Кое о чем я умалчиваю. На самом деле любую мехимеру – гавкнутую силой обстоятельств, вывернутую случайно или вывернутую нарочно – в общем, любую, ставшую опасной, все-таки можно вырубить. Причем именно голыми руками. Для каждой из них изначально прописывается структурная уязвимость. Слабое место, прямо как у героев архаичных сказок. И если ты мехимерник, то сможешь его найти или как-то почувствовать.
Честно говоря, когда Ро нам об этом рассказывал, я не очень понял, как именно это происходит. Возможно, потому что и сам мехиментор знает об этом только в теории. Распространяться об уязвимостях запрещено, чтобы не провоцировать излишне любопытных на эксперименты. Потому что излишне любопытным даже такой аргумент, как «это способен сделать только мехимерник» может показаться требующим личной проверки. Вряд ли такие эксперименты привели бы к травмам, ведь не вывернутые и не гавкнутые мехимеры для людей безопасны. Но все же Совет Голосов, как всегда, решил перестраховаться.
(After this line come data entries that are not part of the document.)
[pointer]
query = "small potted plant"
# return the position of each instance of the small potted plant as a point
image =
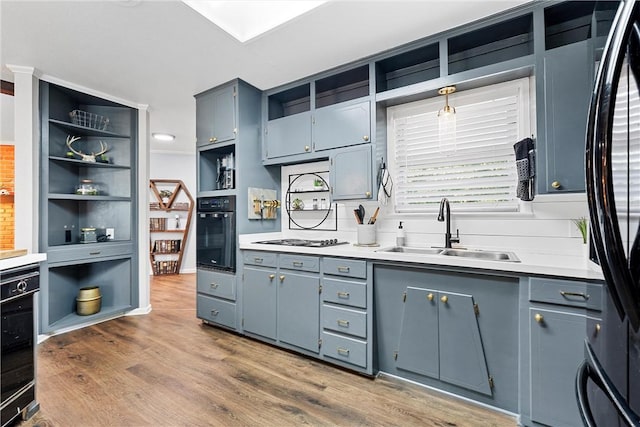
(165, 195)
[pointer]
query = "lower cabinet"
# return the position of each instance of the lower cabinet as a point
(452, 330)
(558, 313)
(314, 305)
(216, 298)
(439, 338)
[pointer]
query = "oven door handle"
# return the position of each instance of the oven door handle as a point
(592, 369)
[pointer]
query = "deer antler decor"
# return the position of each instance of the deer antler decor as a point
(86, 157)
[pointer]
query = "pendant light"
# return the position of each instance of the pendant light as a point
(447, 122)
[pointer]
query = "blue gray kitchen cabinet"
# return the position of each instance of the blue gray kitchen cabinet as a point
(288, 136)
(455, 331)
(342, 125)
(82, 195)
(347, 314)
(565, 91)
(216, 298)
(350, 173)
(556, 320)
(299, 309)
(216, 115)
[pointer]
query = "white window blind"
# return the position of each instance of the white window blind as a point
(477, 171)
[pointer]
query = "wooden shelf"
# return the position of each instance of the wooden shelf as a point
(169, 262)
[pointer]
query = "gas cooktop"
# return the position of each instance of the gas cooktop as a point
(303, 242)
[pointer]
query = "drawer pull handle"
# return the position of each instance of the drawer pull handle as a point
(343, 351)
(574, 294)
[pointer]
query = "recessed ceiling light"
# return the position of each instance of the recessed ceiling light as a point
(163, 136)
(245, 20)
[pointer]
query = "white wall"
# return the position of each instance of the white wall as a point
(180, 166)
(547, 228)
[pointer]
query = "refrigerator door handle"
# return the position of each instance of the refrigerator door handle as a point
(592, 369)
(600, 192)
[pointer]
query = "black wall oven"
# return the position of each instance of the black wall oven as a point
(17, 381)
(216, 233)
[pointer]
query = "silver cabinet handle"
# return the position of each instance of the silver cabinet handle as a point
(343, 351)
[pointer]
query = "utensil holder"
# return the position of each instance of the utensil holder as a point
(366, 234)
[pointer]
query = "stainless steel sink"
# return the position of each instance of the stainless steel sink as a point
(411, 250)
(483, 255)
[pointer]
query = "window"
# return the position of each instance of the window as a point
(477, 171)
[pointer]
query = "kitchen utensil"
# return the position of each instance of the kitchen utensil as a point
(372, 220)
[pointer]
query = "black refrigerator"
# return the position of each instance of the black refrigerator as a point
(608, 381)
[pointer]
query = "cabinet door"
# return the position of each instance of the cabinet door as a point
(568, 81)
(557, 349)
(288, 136)
(350, 173)
(462, 359)
(215, 116)
(299, 310)
(259, 301)
(418, 344)
(342, 125)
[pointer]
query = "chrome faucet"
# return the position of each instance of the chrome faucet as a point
(444, 205)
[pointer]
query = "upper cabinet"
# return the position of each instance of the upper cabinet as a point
(304, 121)
(573, 36)
(216, 115)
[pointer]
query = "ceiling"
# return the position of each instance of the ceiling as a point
(161, 53)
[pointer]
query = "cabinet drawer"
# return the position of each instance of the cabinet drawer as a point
(345, 267)
(265, 259)
(299, 262)
(345, 349)
(344, 320)
(216, 311)
(565, 292)
(344, 292)
(88, 252)
(216, 284)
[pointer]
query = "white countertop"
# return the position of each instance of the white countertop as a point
(19, 261)
(530, 263)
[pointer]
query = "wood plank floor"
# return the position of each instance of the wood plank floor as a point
(168, 369)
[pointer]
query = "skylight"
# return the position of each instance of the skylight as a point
(246, 20)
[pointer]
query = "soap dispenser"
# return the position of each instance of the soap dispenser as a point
(400, 235)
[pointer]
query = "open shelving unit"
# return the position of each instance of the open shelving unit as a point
(168, 234)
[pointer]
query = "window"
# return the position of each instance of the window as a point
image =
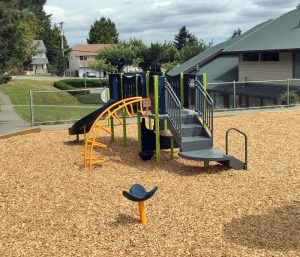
(269, 57)
(250, 57)
(82, 58)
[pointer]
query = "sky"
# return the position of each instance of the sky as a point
(159, 21)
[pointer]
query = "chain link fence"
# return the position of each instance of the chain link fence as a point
(255, 94)
(65, 106)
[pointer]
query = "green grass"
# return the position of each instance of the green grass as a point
(18, 92)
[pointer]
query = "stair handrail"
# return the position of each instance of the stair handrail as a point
(173, 108)
(204, 106)
(246, 144)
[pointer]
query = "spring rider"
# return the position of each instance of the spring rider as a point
(138, 193)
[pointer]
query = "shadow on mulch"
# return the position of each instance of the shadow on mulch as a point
(279, 230)
(124, 219)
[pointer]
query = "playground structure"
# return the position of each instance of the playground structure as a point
(179, 112)
(138, 193)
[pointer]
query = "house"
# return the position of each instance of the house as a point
(268, 51)
(38, 62)
(82, 57)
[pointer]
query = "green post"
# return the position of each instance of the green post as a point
(181, 89)
(148, 95)
(139, 132)
(112, 129)
(157, 137)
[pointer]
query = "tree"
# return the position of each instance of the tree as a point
(15, 31)
(192, 49)
(183, 38)
(118, 55)
(103, 31)
(236, 33)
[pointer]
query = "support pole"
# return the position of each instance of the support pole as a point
(156, 104)
(142, 212)
(181, 89)
(124, 127)
(31, 107)
(288, 92)
(139, 132)
(112, 129)
(234, 104)
(147, 95)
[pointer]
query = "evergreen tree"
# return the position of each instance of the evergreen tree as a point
(236, 33)
(103, 31)
(15, 31)
(183, 38)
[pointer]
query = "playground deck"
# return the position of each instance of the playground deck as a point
(50, 206)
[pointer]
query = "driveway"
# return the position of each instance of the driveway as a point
(9, 120)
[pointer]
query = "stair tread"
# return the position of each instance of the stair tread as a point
(205, 155)
(195, 138)
(191, 125)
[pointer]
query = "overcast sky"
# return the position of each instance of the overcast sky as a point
(157, 21)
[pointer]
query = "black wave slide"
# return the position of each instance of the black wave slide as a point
(88, 120)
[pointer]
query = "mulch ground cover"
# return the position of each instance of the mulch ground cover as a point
(51, 206)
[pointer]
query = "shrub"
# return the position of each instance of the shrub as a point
(90, 98)
(293, 98)
(80, 83)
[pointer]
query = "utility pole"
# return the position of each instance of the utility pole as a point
(62, 37)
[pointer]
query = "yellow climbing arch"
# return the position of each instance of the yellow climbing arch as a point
(101, 125)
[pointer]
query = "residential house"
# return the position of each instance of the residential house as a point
(82, 57)
(267, 52)
(38, 62)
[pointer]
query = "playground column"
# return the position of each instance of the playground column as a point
(112, 129)
(181, 89)
(147, 94)
(123, 113)
(139, 132)
(206, 163)
(157, 137)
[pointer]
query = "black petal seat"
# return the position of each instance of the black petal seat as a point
(138, 193)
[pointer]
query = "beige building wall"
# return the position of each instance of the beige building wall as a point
(253, 71)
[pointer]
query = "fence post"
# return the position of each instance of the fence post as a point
(288, 92)
(234, 104)
(31, 107)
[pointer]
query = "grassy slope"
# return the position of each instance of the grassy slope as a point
(18, 92)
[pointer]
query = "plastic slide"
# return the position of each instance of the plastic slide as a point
(88, 120)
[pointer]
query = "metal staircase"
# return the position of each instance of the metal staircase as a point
(193, 129)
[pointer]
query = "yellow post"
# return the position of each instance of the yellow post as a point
(142, 212)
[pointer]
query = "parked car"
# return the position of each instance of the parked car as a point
(90, 74)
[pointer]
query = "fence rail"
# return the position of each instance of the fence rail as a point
(253, 94)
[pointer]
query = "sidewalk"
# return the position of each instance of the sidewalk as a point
(9, 121)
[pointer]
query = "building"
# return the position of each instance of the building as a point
(82, 57)
(38, 63)
(268, 51)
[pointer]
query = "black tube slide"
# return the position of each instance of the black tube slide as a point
(88, 120)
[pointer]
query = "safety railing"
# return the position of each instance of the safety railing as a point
(173, 108)
(246, 144)
(204, 106)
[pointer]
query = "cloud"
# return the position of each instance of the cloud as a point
(154, 20)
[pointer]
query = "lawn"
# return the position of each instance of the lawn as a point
(54, 99)
(51, 206)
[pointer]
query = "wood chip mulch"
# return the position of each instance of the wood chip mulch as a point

В общем, даже вздумай я наплевать на запрет и рассказать Руру об уязвимостях, ему бы это ничем не помогло, поскольку он не мехимерник, а будущий координатор работы Ноо… или кем он там планирует быть после Песочницы. Так что единственное, что я могу для него сделать, – это предупредить о последствиях. Но, судя по тому, что его острый подбородок все так же упрямо задирается вверх, я его не убедил.
– Это общее место. Неуязвимость мехимер, я имею в виду. А общие места – это далеко не всегда истина. Так ты хочешь посмотреть бой?
– Это должно быть… любопытно. Но я не понимаю, на кой тебе сдалась моя компания?
– Мне нужен кто-то, кто в случае, если мне… не повезет, оперативно доставит меня к эскам.
– И, конечно же, первый, о ком ты подумал, – твой близкий друг Эф_Имер, – скептически тяну я.
А потом понимаю.
– А-а-а, ясно. Остальные… ты им не сказал. Потому что они-то как раз – друзья. И ни за что не пустили бы тебя в эту костедробилку. Связали бы, сели сверху или нашли другие способы. Но ни на какой бой ты бы не попал. А вот я – известный любитель веселых шуточек про боль и унижение. Ну и в целом сволочь. Поэтому я отговаривать не буду, а как раз наоборот – вприпрыжку побегу смотреть. М-м-м… занятненько. Но есть ли тогда гарантии, что я, как ты выразился, «оперативно доставлю тебя к эскам»? А не подожду полчасика-часик, чтобы продлить удовольствие?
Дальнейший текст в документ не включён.